What is Nelson Chamisa saying?
Addressing journalists on Friday afternoon, Mr Chamisa called on his rival not to accept “corrupted results”. He added that his MDC Alliance would pursue all legal and constitutional avenues to challenge the official result.
The opposition leader said he had evidence that ballot boxes were being transported in open trucks allowing them to be tampered with.
He questioned the discrepancies in the numbers of votes tallied in the parliamentary elections compared with the presidential poll. Both elections took place at the same time.
Mr Chamisa also said that his election agent was not allowed to verify the results on Thursday.
What is Emmerson Mnangagwa’s response?
An hour after Mr Chamisa’s press conference ended, the president spoke to journalists at state house.
He did not address the opposition leader’s specific allegations, but said that under the country’s constitution people were “free… to approach the courts”.
Addressing Mr Chamisa directly, the president said: “You have a crucial role to play in Zimbabwe’s present and in its unfolding future.”
“Let us call for peace and unity in our land,” he added.
He said he would be the president of all Zimbabweans, “for those who voted for me and for those who did not”.
A test for the new democracy
By Pumza Fihlani, BBC News, Harare
Opposition leader Nelson Chamisa struck a defiant and resolute mood. But his press conference almost did not happen. It was delayed by nearly an hour after riot police stormed the hotel premises and tried to disperse journalists.
Pounding on their shields with their batons they screamed “get out, take your things” as some journalists scurried for cover while others kept their cameras rolling. If something was going to go wrong here, the world would see it happening.

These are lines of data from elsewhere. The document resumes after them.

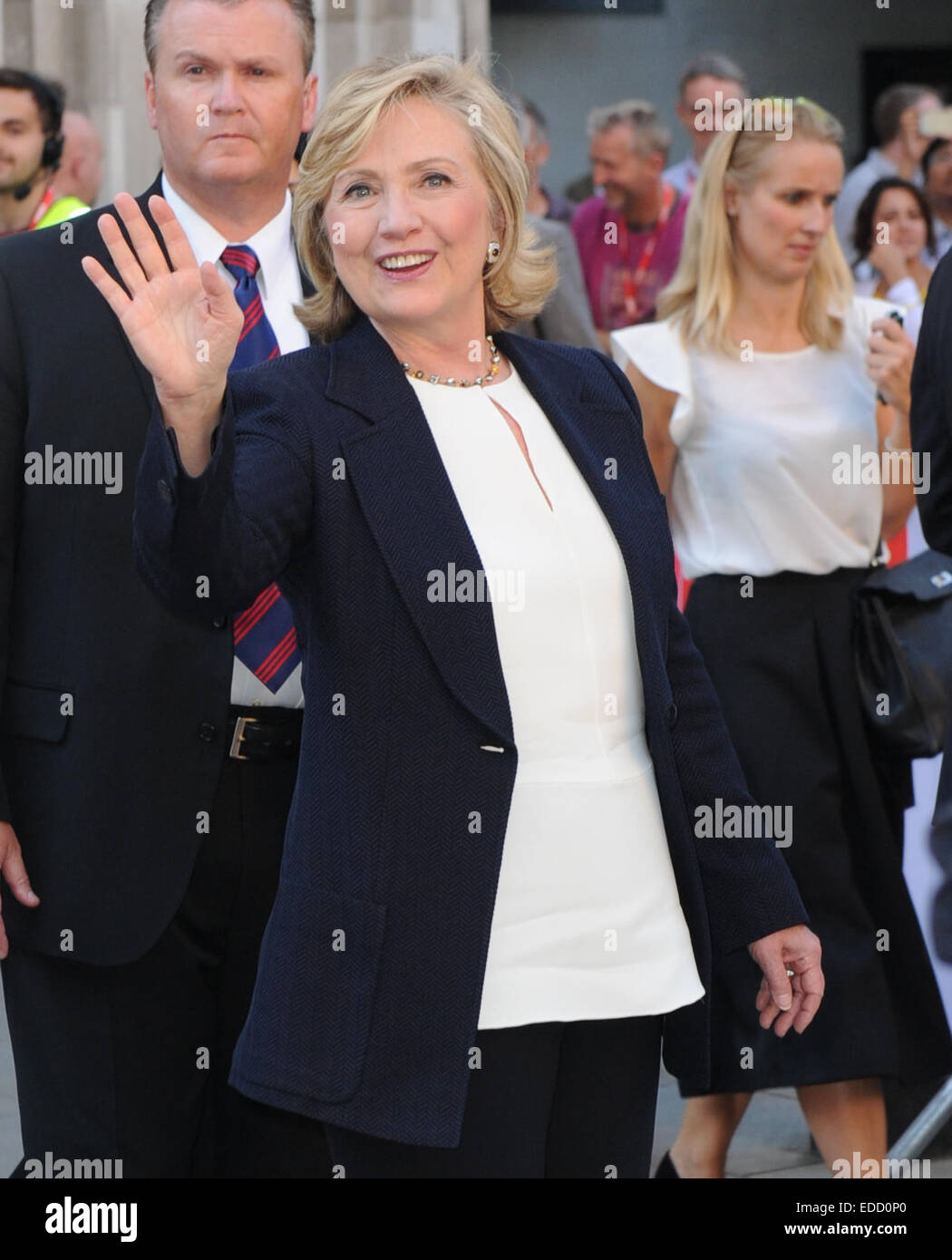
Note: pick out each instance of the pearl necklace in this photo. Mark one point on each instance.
(452, 381)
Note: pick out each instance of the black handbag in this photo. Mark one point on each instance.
(903, 654)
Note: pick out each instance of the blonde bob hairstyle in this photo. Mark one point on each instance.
(519, 283)
(703, 291)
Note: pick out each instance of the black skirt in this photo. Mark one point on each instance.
(780, 653)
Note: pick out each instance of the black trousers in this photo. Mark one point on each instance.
(130, 1062)
(548, 1100)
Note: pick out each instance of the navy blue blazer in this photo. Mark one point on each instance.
(325, 477)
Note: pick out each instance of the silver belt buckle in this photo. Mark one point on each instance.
(238, 737)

Under Robert Mugabe’s rule, state security was known to target the media, there was no freedom. And on Friday afternoon – on a day where you’d expect President Mnangagwa’s government to be celebrating victory and ushering in a new Zimbabwe – it seemed the old Zimbabwe was still very much alive.
Ironically just this morning the police had driven through town announcing “Zimbabwe is open for business”. So which is it? A democracy, or the same old Zimbabwe?

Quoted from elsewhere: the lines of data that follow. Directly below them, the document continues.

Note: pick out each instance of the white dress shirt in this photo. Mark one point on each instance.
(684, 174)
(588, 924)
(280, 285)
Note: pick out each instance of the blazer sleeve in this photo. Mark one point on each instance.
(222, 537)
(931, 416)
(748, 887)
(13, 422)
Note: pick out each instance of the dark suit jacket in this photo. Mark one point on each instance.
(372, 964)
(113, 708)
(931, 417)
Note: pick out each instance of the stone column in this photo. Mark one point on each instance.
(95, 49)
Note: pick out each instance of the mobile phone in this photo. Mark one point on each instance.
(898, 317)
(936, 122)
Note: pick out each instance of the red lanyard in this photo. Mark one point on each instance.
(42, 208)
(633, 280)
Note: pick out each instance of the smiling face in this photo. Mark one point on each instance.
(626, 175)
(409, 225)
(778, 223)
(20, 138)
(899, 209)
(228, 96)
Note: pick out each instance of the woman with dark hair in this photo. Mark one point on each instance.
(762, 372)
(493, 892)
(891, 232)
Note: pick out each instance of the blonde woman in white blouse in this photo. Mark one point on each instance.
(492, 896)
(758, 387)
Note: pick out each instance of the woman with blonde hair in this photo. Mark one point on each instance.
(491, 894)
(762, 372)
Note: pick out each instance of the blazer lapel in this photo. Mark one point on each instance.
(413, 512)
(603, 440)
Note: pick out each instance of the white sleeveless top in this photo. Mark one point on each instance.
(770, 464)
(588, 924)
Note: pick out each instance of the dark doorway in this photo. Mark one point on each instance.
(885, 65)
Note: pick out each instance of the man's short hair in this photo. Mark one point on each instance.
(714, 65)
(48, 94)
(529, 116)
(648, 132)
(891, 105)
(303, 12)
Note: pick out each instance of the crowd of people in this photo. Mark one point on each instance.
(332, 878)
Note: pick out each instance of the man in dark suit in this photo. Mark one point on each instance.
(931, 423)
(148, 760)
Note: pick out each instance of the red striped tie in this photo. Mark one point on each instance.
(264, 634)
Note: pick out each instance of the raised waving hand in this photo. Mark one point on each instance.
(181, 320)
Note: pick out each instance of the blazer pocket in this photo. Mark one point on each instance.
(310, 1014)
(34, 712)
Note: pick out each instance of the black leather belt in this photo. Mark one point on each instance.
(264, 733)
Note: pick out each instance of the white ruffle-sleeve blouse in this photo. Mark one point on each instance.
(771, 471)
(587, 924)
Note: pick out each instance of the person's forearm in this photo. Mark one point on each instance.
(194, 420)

What is the situation in Harare?
The authorities have apologised for the riot police’s behaviour at the MDC Alliance press conference, saying they thought an unlawful public gathering was being organised.
President Mnangagwa tweeted that what the police tried to do had “no place in our society”.
Police have been patrolling the streets of city after clashes between protesters and police on Wednesday left six people dead.
A police vehicle with a loudspeaker was broadcasting the message: “Zimbabwe is open for business. We are here to protect you. Feel free to walk and open your business. All is well, fear not.”
The city, which is seen as an opposition stronghold, is quieter than normal as people are digesting the outcome, correspondents say.
But there were celebrations in one part of Harare. The president’s supporters in the suburb of Mbare took to the streets to welcome the news.
How close was the result?
Mr Mnangagwa avoided a run-off by just 36,464 votes out of more than 4.8 million cast.
Official results show he took 50.8% of the vote to Mr Chamisa’s 44.3%. The 21 other candidates took up the remainder.
At the last election, Mr Mugabe won 61% of the vote, with the opposition’s main candidate, the late Morgan Tsvangirai, winning 34%.
The Zimbabwe Electoral Commission (Zec) finished announcing the presidential election results in the early hours of Friday morning, after days of waiting.
Zec acknowledged that the wait had caused anxiety, and international observers had earlier urged the commission to speed up the announcement. Under the constitution, the commission had until Saturday to declare the result.
The results of the parliamentary election were announced earlier in the week. They gave Mr Mnangagwa’s Zanu-PF 144 seats; the MDC Alliance, which is made up of seven parties, 64 seats, and one seat to the National Patriotic Front, formed by Mugabe loyalists.
Although Zanu-PF won by a landslide, its majority has shrunk since the 2013 election when it obtained 160 seats and the MDC 49.
A respected Zimbabwean independent monitoring group has added weight to the official result.
The Zimbabwe Electoral Support Network said, according to its sample survey, that Mr Mnangagwa had probably won enough support to avoid a run-off, though it left room for some doubt.
Mr Mnangagwa has vowed to revitalise Zimbabwe’s tattered economy after decades of international isolation under Mr Mugabe.
The country has suffered from rampant inflation and high levels of poverty. The unemployment rate last year was as high as 90%, according to Zimbabwe’s biggest trade union.
What do other countries think?
Neighbouring South Africa’s President Cyril Ramaphosa has congratulated the president on his victory, and has appealed to political leaders and the Zimbabwean people to accept the outcome of the election.
China, a key ally, endorsed the results and urged “parties to put the interest of the country and the people first and respect the choice made by the Zimbabwean people,” its foreign affairs spokesman Geng Shuang said.
European Union observers said they had found an “un-level playing field and lack of trust” in the election process.
“There were a lot of shortcomings in the campaign and [on] election day,” EU mission chief Elmar Brok told BBC Newsday.
Who is the president-elect?
- Emmerson Mnangagwa is known as “the crocodile” because of his political shrewdness – his Zanu-PF party faction is known as “Lacoste”
- Accused of masterminding attacks on opposition supporters after the 2008 election
- Thought to be 75 years old, he promises to deliver jobs and is seen as open to economic reforms
- Survived several alleged assassination attempts, blamed on supporters of ex-President Mugabe.